Make the chapter master a fallen angel and a few other prominent members of the chapter. 
You can do what ever you wamt with the fluff.


----------



## BlackApostleVilhelm (May 14, 2008)

i like the fallen army idea, they are viewed as traitors but still fight for the emperor.


----------



## MontytheMighty (Jul 21, 2009)

name suggestions:

The Grigori led by Mikhail Demiurgos


----------



## dark angel (Jun 11, 2008)

Hmmmm im not sure on the idea for one reason- I cant see the Dark Angels letting the very ones who turned against them fight under their command again.

you could however say that a group of Fallen banded together and realised their mistakes and now fight for the Emperor but have too try and keep away from the Dark Angels too.

Dark


----------



## BloodAngelsfan (Jan 22, 2009)

Well, If you want a Chapter that was corrupted and fought it off, try the Soul Drinkers. They broke from the Imperium and thought they were worshipping an aspect of the Emperor (referred to as the Architect of Fate). and it turns out was actually a daemon prince of Tzeentch. Now they fight the Emperor's enemies and the Imperium (they refused to worship chaos and the Chapter master slew the daemon prince). The only issue would be modelling them,as they nearly all have mutations (the chapter master Sarpedon has eight spider legs).


----------



## scolatae (Aug 25, 2008)

Deimus said:


> Hello Forumites, I am not sure where to make this thread, but I guess here is fine. I'm new to 40k, and have at least a little grasp on the lore, But very interested.
> 
> I'll get into the subject now. I was wondering if there is or was a SM Chapter or maybe any race, that have been corrupted but fought it off and found peace, maybe possessed by a demon or anything else, but after found peace? Maybe not peace as in Anti-war, but as in their mind is clear and want to up-hold their duty?
> 
> ...


If your after an army that was possesed but defeated the daemons go with the exorcists. The entire chapter has at one point been possesed by (minor)daemons but with help managed to defeat the creatures. This created a force of uber daemon hunting marines matched only by the grey knights.:victory:


----------



## Khorne's Fist (Jul 18, 2008)

scolatae said:


> If your after an army that was possesed but defeated the daemons go with the exorcists.

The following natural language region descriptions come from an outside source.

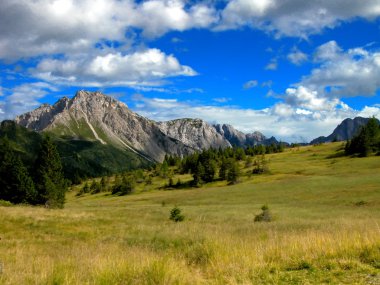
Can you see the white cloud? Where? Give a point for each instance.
(222, 99)
(24, 98)
(40, 27)
(297, 57)
(370, 112)
(272, 65)
(250, 84)
(285, 122)
(146, 67)
(355, 72)
(295, 17)
(309, 99)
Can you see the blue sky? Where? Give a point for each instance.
(288, 68)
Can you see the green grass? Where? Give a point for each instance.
(326, 230)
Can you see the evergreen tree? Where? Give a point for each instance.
(50, 182)
(103, 184)
(233, 172)
(95, 187)
(223, 169)
(366, 141)
(16, 185)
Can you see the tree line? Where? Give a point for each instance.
(219, 164)
(367, 141)
(43, 184)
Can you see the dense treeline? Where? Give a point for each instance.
(80, 159)
(220, 164)
(43, 185)
(206, 166)
(367, 141)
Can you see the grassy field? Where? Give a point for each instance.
(326, 230)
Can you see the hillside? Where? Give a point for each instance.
(344, 131)
(96, 117)
(325, 229)
(80, 158)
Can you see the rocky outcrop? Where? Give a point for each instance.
(95, 116)
(239, 139)
(346, 130)
(195, 133)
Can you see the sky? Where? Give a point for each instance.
(292, 69)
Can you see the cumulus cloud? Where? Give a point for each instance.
(355, 72)
(32, 28)
(309, 99)
(146, 67)
(23, 98)
(295, 17)
(297, 57)
(284, 121)
(250, 84)
(272, 65)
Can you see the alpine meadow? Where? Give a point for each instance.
(177, 142)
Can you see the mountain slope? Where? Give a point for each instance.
(79, 158)
(195, 133)
(344, 131)
(239, 139)
(94, 116)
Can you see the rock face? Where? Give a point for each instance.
(95, 116)
(344, 131)
(237, 138)
(195, 133)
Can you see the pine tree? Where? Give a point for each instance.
(16, 185)
(50, 182)
(233, 172)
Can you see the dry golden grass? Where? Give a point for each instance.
(326, 230)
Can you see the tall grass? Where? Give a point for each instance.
(325, 231)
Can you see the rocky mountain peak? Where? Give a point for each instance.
(195, 133)
(344, 131)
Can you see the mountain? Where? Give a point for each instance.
(80, 158)
(238, 138)
(344, 131)
(93, 116)
(97, 118)
(195, 133)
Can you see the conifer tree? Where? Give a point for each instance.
(16, 185)
(50, 181)
(233, 172)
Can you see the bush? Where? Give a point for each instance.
(264, 216)
(175, 215)
(4, 203)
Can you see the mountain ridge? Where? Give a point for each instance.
(346, 130)
(94, 116)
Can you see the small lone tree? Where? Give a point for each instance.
(233, 172)
(175, 215)
(50, 181)
(264, 216)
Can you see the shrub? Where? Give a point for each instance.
(4, 203)
(264, 216)
(175, 215)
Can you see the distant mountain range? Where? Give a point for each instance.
(97, 134)
(93, 116)
(344, 131)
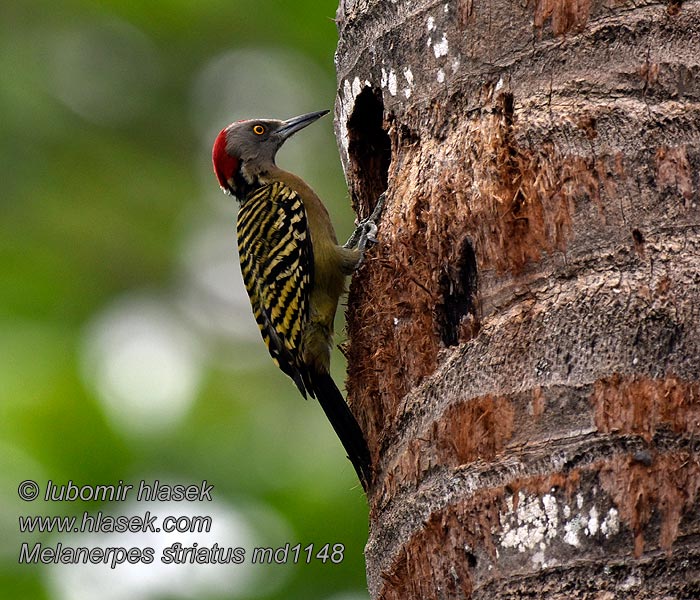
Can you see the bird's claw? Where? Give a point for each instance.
(366, 230)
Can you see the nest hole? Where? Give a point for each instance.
(369, 149)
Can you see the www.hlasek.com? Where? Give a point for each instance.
(176, 553)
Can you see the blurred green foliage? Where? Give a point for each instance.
(105, 176)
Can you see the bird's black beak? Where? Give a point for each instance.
(291, 126)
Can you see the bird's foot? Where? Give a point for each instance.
(366, 230)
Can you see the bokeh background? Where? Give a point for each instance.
(128, 347)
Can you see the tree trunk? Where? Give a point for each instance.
(525, 338)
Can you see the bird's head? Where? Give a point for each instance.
(245, 150)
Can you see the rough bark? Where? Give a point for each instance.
(525, 339)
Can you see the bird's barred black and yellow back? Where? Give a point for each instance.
(277, 263)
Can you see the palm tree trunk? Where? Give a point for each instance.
(525, 338)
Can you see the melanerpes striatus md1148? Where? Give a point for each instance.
(293, 267)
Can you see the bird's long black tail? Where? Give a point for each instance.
(345, 425)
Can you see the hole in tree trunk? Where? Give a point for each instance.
(369, 149)
(458, 288)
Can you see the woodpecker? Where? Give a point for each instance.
(293, 268)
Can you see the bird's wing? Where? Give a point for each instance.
(276, 256)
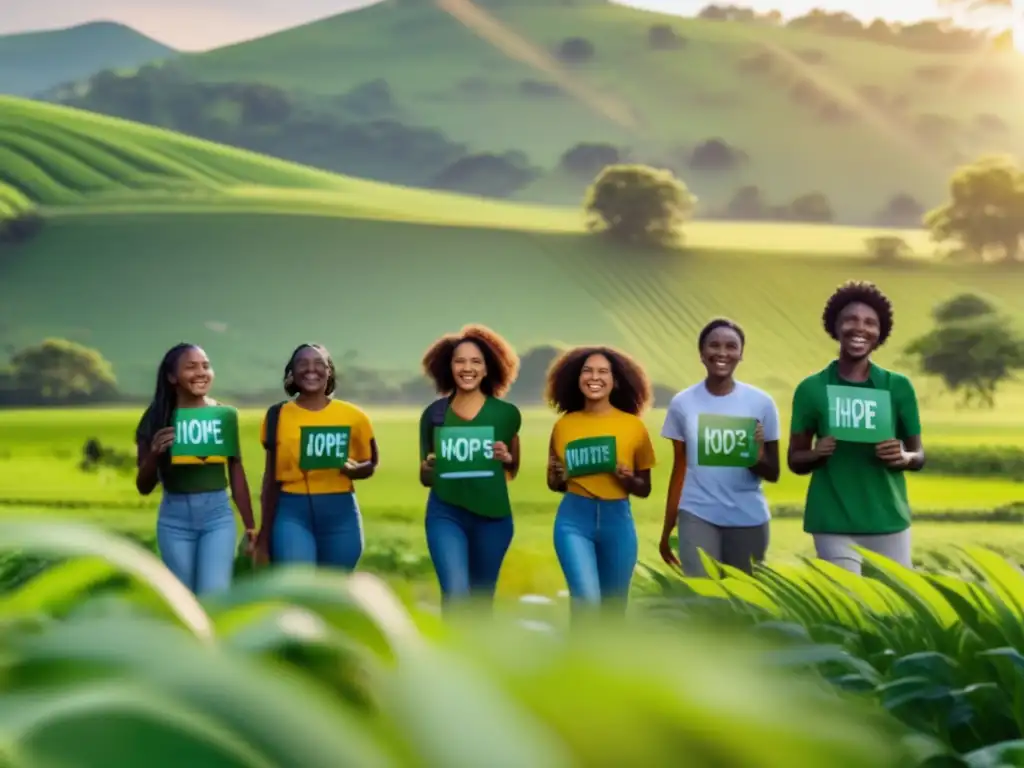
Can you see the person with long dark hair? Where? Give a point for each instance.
(600, 454)
(320, 445)
(725, 442)
(856, 431)
(469, 451)
(196, 530)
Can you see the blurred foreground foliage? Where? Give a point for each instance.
(109, 662)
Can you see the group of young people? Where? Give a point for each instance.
(855, 430)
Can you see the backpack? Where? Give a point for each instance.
(269, 502)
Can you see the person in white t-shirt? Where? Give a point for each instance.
(725, 439)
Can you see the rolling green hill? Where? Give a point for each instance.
(154, 237)
(857, 120)
(34, 61)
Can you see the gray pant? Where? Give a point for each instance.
(838, 549)
(732, 546)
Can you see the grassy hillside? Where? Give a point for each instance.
(155, 237)
(34, 61)
(872, 120)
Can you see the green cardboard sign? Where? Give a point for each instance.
(860, 414)
(726, 440)
(590, 456)
(324, 448)
(465, 452)
(205, 432)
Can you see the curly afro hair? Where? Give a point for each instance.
(632, 392)
(862, 292)
(332, 373)
(499, 356)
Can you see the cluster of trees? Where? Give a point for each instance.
(931, 35)
(972, 349)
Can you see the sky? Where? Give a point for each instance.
(200, 25)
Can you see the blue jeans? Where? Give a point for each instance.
(596, 544)
(321, 528)
(196, 536)
(467, 549)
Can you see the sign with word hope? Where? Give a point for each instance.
(324, 448)
(590, 456)
(206, 432)
(726, 440)
(859, 415)
(465, 452)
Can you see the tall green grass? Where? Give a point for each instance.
(296, 668)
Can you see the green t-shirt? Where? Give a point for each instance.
(186, 474)
(854, 493)
(482, 496)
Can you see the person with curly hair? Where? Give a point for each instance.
(316, 448)
(725, 441)
(600, 454)
(469, 451)
(856, 430)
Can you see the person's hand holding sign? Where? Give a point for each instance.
(162, 440)
(502, 453)
(891, 452)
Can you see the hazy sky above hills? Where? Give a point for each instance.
(198, 25)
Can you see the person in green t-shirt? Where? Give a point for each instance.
(196, 531)
(469, 449)
(857, 495)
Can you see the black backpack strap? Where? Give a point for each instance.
(271, 491)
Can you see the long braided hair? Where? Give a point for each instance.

The entire chapter has at one point been possesed by (minor)daemons but with help managed to defeat the creatures. This created a force of uber daemon hunting marines matched only by the grey knights.:victory:


All true, fluff wise the Exorcists are my favourite chapter, but the SWs have their claws in me, so I never got around to starting an army of them. I have some very good homebrew rules for them I found on another site. PM me if you're interested.

The Soul Drinkers, as suggested previously, would also fit the bill. They'd also offer a lot of scope modelling wise due to all the mutations.


----------



## Fallen (Oct 7, 2008)

the exorcists, soul drinkers, and GKs have already been mentioned so im trying to think of something other than those that arent homebrew material - and i get nothing.

if i were doing this id just go & create a chapter that fits the bill, if i didnt want to do any of those.

imo anything from the 21st founding is allowable, the LoD, flame falcons, etc
link - http://wh40k.lexicanum.com/wiki/Twenty_First_Founding


----------



## Deimus (Jul 15, 2009)

Thanks all, I got a lot of fluff reading to do now.


----------



## Azkaellon (Jun 23, 2009)

Deimus said:


> Thanks all, I got a lot of fluff reading to do now.


Do space Wolves there getting a new codex in oct!


----------



## Holmstrom (Dec 3, 2008)

You could look at the Tau, too. They never had been corrupted by the warp at all. Just another thing to consider. But of course you have plenty of choices for Space Marines here. Soul Drinkers sound like your best bet but as mentioned they would be very difficult to model without a lot of hard work.

But if you have the will, you have the way. Just expect your wallet to have a black hole for a long while. Or...

Why not make your own chapter?


----------



## Eliphas (Jun 23, 2009)

Wasn't the excorcists chapter based around this?
I think they were possesed by daemons intentionally and then used to fight chaos armies.


----------



## BloodAngelsfan (Jan 22, 2009)

I would recommend making your own chapter as well. It allows you to be more creative and no one can tell you 'no' about something in the fluff because you created it.


----------



## Red Geist (Sep 18, 2008)

Even if you want to center the Chapter around the Dark Angels, if you want to create an original color scheme, pick a paint you use rarely or not at all that seems interesting to you, and base it around that. I played Templars for two years, then an original chapter with a black color scheme, so I chose my third army to be based on grey. Contrast in your armies colors really impoves your painting skills in my opinion.


----------